20. Anayasa Mahkemesi Süleyman Kurt (B. No: 2019/19455, 2/3/2023) başvurusunda başvurucunun çocuklarıyla ve aynı ceza infaz kurumu kampüsünde tutuklu bulunan eşiyle herhangi bir hak kaybına uğramadan aynı anda görüşmesinin Anayasa'nın 41. maddesinde ifade edilen çocuğun yüksek yararı gereğince çocukların aile bağlarını güçlü şekilde kurabilmeleri ve aile birlikteliğinin sağlanması adına devlete düşen pozitif bir yükümlülük olduğu gerekçesiyle ihlal kararı vermiştir. Ancak eldeki somut dosyada Ulusal Yargı Ağı Bilişim Sistemi (UYAP) üzerinden edinilen nüfus aile kaydına göre evli olan başvurucunun çocuğu bulunmamaktadır. Çekirdek aile dışında kalan bireylerle görüşme konusunda devletin pozitif yükümlülüğünün bu kadar geniş kapsamlı olduğu söylenemez.

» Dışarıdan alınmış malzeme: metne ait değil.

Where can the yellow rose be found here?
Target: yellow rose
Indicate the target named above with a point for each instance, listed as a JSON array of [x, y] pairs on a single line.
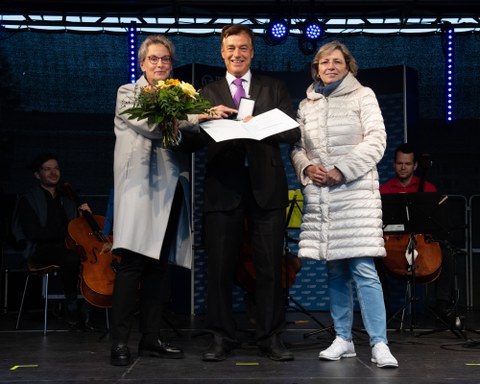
[[188, 89], [172, 82]]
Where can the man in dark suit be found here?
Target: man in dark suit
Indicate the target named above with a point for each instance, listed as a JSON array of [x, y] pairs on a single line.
[[245, 179]]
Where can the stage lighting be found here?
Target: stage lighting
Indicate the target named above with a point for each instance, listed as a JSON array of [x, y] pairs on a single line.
[[276, 31], [312, 30], [307, 47]]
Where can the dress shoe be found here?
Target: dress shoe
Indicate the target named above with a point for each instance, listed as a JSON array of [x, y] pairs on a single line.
[[276, 350], [217, 351], [119, 355], [159, 349]]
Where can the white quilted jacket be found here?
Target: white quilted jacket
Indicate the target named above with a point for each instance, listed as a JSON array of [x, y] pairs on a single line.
[[344, 130]]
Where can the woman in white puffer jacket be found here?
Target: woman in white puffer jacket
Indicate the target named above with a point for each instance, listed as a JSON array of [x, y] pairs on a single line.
[[343, 139]]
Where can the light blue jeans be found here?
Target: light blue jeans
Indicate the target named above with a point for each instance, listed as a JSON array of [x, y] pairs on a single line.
[[342, 275]]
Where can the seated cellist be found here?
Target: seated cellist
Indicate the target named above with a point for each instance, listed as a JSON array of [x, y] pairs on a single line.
[[40, 222], [405, 181]]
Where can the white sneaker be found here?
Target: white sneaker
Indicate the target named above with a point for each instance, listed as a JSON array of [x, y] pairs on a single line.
[[338, 349], [382, 356]]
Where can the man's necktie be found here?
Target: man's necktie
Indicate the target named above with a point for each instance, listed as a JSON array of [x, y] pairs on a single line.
[[239, 93]]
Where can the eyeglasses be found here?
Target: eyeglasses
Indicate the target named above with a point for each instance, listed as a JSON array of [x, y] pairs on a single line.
[[164, 59]]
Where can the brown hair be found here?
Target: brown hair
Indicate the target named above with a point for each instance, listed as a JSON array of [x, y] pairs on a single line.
[[236, 29], [328, 48]]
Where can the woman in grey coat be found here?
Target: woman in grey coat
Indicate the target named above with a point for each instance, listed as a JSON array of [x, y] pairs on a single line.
[[343, 139]]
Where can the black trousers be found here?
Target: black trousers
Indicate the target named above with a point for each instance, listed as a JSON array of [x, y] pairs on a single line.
[[140, 280], [224, 232]]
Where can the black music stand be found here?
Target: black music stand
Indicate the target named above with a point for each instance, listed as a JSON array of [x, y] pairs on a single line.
[[294, 204], [411, 214]]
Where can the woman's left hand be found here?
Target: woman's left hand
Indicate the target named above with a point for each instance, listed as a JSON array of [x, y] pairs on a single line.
[[332, 177]]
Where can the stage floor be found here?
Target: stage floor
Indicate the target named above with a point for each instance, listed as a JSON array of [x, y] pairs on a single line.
[[63, 356]]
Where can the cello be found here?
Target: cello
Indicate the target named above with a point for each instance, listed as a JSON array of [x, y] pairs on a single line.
[[97, 275], [423, 249]]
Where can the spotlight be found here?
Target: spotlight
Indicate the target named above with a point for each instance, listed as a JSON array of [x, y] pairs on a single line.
[[276, 31], [313, 30], [307, 47]]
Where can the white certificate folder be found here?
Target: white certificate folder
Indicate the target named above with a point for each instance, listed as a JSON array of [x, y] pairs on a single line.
[[259, 127]]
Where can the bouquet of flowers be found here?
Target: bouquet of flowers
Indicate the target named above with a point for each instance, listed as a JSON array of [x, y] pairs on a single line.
[[165, 103]]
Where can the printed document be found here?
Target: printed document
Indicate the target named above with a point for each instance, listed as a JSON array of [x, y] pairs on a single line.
[[261, 126]]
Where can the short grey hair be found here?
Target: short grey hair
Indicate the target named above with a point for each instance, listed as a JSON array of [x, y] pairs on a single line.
[[155, 39]]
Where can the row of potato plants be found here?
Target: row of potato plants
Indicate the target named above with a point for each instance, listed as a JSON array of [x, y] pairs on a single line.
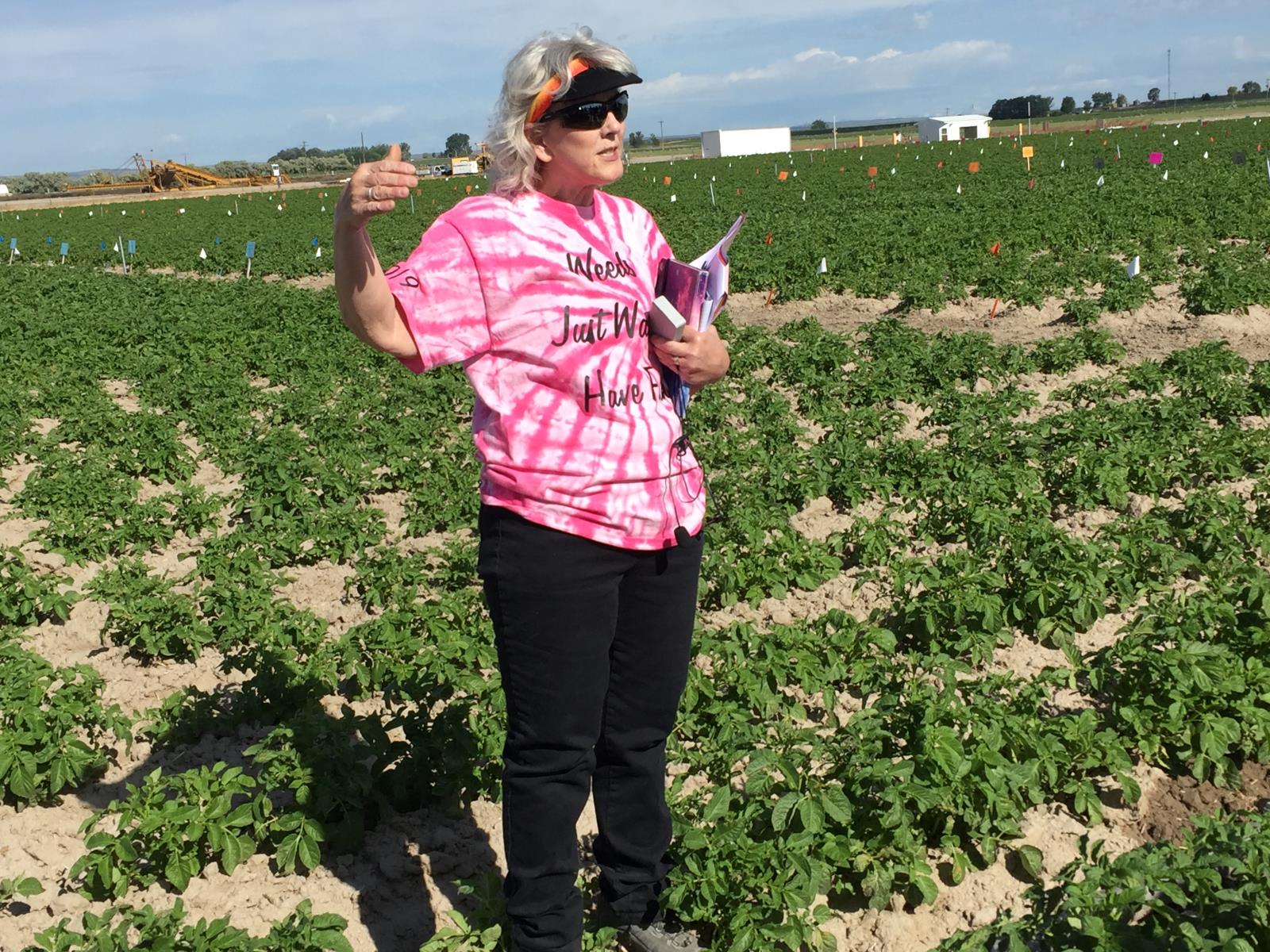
[[922, 228], [937, 759]]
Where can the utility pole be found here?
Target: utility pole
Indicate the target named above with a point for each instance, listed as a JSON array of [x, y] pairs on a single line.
[[1170, 78]]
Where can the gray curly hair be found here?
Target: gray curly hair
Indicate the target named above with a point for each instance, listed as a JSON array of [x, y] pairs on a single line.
[[514, 167]]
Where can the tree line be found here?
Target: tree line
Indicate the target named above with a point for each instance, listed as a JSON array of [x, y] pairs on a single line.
[[1039, 107]]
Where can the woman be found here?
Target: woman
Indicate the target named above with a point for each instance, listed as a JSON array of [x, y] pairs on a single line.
[[592, 501]]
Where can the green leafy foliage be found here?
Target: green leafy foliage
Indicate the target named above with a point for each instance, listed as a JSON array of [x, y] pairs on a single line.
[[54, 727]]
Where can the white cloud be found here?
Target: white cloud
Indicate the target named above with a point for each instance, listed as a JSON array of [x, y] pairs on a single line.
[[829, 70], [380, 113], [1245, 51]]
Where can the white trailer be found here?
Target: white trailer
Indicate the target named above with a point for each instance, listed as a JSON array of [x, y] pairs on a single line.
[[717, 144], [952, 129]]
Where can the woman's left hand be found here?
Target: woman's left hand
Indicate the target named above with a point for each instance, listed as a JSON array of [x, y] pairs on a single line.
[[698, 359]]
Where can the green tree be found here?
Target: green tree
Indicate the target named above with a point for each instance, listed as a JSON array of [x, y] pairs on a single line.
[[459, 144], [1018, 107]]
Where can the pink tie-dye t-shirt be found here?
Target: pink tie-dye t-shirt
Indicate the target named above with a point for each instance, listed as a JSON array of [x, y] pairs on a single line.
[[545, 305]]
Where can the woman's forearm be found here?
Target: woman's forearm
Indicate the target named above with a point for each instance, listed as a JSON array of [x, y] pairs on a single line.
[[366, 304]]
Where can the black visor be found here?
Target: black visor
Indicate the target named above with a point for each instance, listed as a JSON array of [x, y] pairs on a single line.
[[594, 80]]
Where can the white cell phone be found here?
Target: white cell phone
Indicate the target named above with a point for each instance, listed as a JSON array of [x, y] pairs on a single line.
[[666, 321]]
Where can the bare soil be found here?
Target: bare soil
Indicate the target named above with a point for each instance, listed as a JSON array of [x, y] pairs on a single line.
[[395, 890]]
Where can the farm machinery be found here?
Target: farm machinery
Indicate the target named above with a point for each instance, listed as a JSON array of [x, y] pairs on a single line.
[[175, 177]]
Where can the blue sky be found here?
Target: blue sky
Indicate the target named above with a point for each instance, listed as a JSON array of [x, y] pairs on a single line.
[[87, 88]]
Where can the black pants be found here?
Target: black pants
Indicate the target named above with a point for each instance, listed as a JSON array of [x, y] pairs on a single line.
[[594, 647]]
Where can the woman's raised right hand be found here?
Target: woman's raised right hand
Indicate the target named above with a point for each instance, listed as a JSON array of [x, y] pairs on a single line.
[[374, 190]]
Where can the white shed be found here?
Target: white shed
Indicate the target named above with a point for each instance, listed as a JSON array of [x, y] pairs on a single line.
[[952, 129], [721, 143]]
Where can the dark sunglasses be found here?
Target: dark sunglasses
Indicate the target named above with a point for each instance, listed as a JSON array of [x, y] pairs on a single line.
[[590, 116]]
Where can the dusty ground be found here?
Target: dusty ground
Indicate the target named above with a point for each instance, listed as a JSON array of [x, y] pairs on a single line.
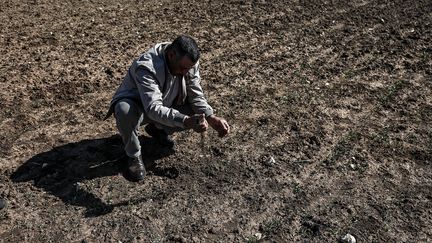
[[338, 93]]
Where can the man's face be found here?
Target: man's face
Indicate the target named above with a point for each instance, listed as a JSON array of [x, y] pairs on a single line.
[[179, 66]]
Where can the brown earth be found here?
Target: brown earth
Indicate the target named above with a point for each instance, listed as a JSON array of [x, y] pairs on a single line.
[[338, 93]]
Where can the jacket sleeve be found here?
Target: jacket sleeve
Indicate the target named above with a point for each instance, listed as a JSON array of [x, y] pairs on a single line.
[[151, 98], [195, 93]]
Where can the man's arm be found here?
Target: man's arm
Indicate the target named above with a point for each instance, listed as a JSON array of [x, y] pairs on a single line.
[[195, 93], [200, 106], [151, 98]]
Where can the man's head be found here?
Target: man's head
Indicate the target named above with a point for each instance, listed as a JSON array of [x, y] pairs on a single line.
[[182, 54]]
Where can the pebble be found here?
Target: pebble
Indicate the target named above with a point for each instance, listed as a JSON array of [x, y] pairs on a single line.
[[348, 239], [270, 161], [2, 203], [258, 236]]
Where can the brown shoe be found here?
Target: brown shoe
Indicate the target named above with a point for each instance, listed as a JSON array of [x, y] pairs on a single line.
[[136, 169], [2, 203]]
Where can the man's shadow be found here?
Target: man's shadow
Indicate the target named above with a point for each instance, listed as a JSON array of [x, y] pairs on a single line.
[[60, 170]]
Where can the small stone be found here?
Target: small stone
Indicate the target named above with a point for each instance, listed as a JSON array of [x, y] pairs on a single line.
[[347, 239]]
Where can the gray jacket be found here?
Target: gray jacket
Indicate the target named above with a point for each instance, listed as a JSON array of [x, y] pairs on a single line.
[[149, 83]]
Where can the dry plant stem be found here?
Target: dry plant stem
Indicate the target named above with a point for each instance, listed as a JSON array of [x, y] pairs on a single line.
[[202, 142]]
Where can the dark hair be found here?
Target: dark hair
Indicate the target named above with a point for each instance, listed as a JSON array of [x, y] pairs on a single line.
[[185, 46]]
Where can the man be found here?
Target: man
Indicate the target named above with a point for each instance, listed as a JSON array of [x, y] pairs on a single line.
[[2, 203], [162, 89]]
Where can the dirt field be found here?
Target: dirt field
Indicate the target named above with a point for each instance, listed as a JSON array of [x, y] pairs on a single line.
[[338, 93]]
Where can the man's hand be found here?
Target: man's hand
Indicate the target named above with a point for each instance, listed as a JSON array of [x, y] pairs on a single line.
[[197, 122], [219, 124]]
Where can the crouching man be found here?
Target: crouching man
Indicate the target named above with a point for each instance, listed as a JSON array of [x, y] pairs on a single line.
[[162, 91]]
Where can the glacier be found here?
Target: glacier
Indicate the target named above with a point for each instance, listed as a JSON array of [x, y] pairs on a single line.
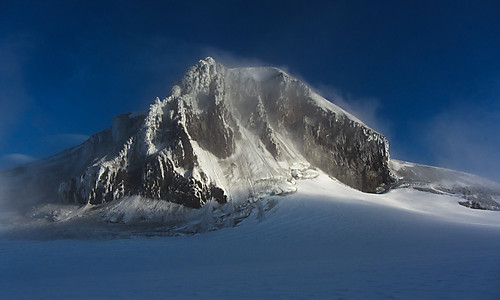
[[244, 183]]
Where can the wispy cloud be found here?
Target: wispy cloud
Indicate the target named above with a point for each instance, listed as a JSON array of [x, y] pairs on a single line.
[[366, 109], [13, 95]]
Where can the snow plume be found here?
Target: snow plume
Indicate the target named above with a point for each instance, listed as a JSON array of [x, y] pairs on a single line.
[[466, 138], [231, 60], [59, 142], [367, 109]]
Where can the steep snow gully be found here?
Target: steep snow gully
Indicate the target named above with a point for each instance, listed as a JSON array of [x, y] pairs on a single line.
[[306, 200], [211, 153]]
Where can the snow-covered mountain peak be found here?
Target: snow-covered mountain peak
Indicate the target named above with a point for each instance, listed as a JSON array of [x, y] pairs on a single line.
[[224, 134]]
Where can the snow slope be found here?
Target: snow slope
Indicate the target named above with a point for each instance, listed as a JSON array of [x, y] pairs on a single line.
[[324, 241]]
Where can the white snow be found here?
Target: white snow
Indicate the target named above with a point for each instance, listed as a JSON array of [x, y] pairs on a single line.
[[325, 241]]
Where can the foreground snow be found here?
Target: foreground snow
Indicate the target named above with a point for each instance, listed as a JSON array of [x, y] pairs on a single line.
[[326, 240]]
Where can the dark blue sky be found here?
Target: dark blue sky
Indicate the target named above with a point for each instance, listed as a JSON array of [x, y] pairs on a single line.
[[424, 73]]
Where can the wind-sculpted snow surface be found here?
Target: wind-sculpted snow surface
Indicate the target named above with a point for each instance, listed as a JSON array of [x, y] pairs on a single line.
[[476, 192], [218, 136]]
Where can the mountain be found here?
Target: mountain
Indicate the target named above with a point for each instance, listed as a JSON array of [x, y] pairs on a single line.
[[229, 136], [223, 134]]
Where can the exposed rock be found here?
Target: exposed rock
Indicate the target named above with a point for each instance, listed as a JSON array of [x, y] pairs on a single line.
[[219, 136]]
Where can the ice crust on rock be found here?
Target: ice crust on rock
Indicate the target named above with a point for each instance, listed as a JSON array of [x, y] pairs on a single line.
[[224, 135]]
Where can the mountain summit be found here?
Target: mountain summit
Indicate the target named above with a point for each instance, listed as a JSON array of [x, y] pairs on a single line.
[[223, 134]]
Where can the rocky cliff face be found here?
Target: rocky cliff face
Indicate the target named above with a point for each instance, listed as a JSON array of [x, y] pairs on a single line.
[[224, 134]]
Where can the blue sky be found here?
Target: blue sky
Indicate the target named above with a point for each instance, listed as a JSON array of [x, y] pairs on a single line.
[[424, 73]]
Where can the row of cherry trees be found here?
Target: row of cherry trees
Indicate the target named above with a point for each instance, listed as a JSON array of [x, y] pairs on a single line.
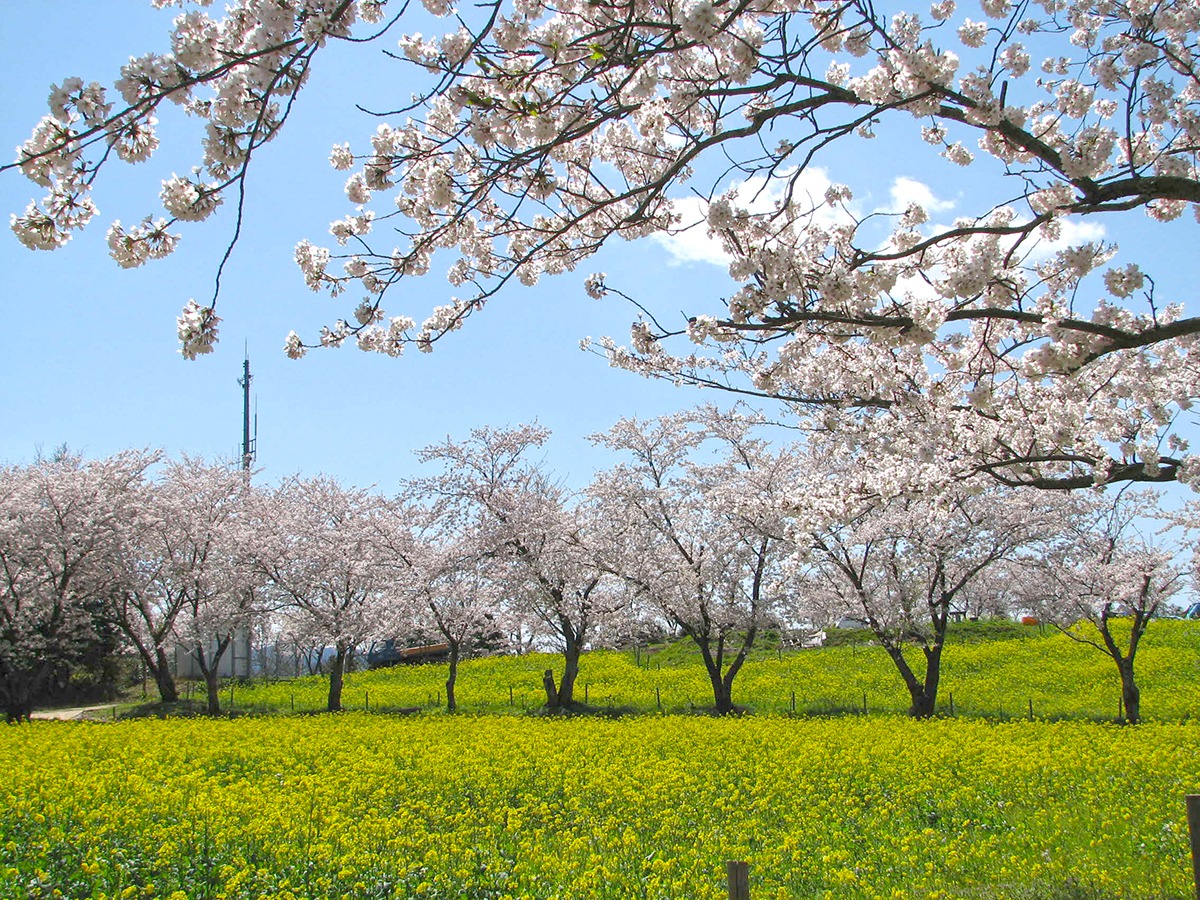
[[703, 529]]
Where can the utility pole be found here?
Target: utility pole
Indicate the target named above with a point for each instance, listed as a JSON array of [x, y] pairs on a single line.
[[247, 442]]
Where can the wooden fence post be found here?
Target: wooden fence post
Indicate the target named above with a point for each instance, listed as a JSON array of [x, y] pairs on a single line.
[[737, 876], [1193, 802]]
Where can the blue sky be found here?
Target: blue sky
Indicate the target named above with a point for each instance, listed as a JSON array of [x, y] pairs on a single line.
[[89, 354], [88, 351]]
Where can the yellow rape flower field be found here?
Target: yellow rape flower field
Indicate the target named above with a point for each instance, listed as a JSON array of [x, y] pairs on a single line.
[[366, 805]]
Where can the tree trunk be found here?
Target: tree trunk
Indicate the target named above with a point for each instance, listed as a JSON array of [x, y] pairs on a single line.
[[336, 677], [723, 693], [160, 670], [17, 706], [570, 672], [923, 695], [451, 703], [213, 687], [1129, 693], [547, 682]]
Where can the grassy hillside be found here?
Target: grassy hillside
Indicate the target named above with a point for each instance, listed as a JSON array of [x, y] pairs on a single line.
[[498, 808]]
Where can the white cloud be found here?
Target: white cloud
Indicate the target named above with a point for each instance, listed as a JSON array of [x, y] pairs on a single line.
[[1072, 233], [690, 240]]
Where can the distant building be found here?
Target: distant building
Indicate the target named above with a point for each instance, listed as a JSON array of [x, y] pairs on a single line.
[[235, 663]]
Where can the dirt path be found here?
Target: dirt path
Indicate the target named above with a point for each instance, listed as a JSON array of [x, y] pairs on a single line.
[[70, 714]]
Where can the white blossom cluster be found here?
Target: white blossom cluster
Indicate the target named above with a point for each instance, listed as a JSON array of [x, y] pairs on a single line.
[[1000, 342]]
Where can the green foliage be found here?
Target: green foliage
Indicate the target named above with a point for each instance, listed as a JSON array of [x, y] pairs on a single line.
[[993, 677], [491, 808]]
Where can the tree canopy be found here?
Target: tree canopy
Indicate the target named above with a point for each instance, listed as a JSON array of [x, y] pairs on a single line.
[[1003, 342]]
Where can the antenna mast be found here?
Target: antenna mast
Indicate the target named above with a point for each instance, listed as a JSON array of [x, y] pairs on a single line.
[[249, 444]]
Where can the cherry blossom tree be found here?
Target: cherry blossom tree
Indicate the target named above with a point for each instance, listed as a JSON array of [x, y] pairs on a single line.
[[463, 603], [519, 517], [703, 543], [321, 547], [1103, 580], [1008, 341], [186, 577], [909, 565], [60, 523]]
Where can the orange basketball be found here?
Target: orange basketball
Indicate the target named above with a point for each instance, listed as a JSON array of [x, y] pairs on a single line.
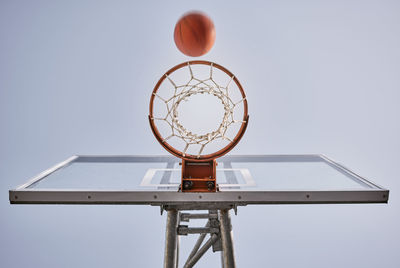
[[194, 34]]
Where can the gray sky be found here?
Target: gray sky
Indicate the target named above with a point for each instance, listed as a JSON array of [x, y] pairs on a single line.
[[320, 76]]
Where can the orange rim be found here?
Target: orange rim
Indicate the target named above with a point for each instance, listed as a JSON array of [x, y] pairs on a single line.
[[220, 152]]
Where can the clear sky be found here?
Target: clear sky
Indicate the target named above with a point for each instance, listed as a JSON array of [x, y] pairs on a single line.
[[320, 76]]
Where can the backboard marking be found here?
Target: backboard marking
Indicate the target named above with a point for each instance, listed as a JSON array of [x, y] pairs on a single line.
[[148, 179]]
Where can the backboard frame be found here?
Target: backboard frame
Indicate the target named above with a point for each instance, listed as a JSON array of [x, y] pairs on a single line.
[[186, 200]]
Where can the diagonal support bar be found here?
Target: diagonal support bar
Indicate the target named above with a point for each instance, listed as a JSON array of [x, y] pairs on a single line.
[[191, 262]]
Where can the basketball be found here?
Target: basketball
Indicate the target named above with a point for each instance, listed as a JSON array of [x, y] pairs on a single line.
[[194, 34]]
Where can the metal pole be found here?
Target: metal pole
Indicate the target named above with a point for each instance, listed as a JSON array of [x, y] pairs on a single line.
[[197, 245], [228, 255], [170, 254], [191, 262]]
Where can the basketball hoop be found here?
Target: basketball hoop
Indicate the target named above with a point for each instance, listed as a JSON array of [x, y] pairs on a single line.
[[198, 151]]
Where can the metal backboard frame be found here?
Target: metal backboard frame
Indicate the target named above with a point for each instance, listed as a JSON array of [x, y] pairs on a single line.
[[370, 193]]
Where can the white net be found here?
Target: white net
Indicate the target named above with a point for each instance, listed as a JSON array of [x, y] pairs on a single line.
[[198, 115]]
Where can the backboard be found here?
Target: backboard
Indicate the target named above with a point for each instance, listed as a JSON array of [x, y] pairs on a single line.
[[154, 180]]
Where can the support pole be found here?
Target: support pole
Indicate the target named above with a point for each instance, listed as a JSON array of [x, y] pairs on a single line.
[[170, 254], [228, 257]]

21. Söz konusu olayda başvurucunun talebi hakkında anılan mevzuat hükümleri ile uygulamada karşılaşılan tereddütler kapsamında somut bir değerlendirme yapıldığı görülmektedir. Buna göre başvurucunun eşi ve ailesi ile görüşme hakkına ilişkin talep ve şikâyetlerin ilgili mevzuat hükümleri dikkate alınarak değerlendirildiği anlaşılmaktadır. Bu anlamda söz konusu uygulamanın başvurucunun ailesiyle temas kurma ve aile ilişkilerini sürdürme imkânını ortadan kaldırmadığı, hukuka uygun bir tutulmadan kaynaklı olarak aile hayatına olan etkilenmenin kaçınılmaz olandan öte olmadığı ve uygulamanın infaz kurumlarının imkânları ölçüsünde makul kabul edilebileceği değerlendirilmektedir. Ayrıca mevcut koşullarda başvurucunun eşi ve diğer aile bireyleriyle farklı zamanlarda olsa da görüşebildiği, yakınılan durumun süreklilik arz etmediği, iletişim ve temas kurma hakkının sağlandığı görülmektedir. Bu doğrultuda idari ve yargısal makamlar tarafından açıklanan gerekçelerin hakkın güvencelerinin gerisinde kalınmadığını ortaya koyacak nitelikte ilgili ve yeterli olduğu ve kamusal makamlarca aile hayatına saygı hakkı kapsamındaki pozitif yükümlülüklerin gereğinin yerine getirilmediğinin söylenemeyeceği değerlendirilmektedir.

22. Açıklanan gerekçelerle Anayasa’nın 20. maddesinde güvence altına alınan aile hayatına saygı hakkının ihlal edilmediğine karar verilmesi gerekir.

III. HÜKÜM

Açıklanan gerekçelerle;

A. Adli yardım talebinin KABULÜNE,

B. Aile hayatına saygı hakkının ihlal edildiğine ilişkin iddianın KABUL EDİLEBİLİR OLDUĞUNA,

C. Anayasa’nın 20. maddesinde güvence altına alınan aile hayatına saygı hakkının İHLAL EDİLMEDİĞİNE,

D. 12/1/2011 tarihli ve 6100 sayılı Hukuk Muhakemeleri Kanunu’nun 339. maddesinin (2) numaralı fıkrası uyarınca tahsil edilmesi mağduriyetine neden olacağından adli yardım talebi kabul edilen başvurucunun yargılama giderlerini ödemekten TAMAMEN MUAF TUTULMASINA,

E. Kararın bir örneğinin Adalet Bakanlığına GÖNDERİLMESİNE 21/9/2023 tarihinde OYBİRLİĞİYLE karar verildi.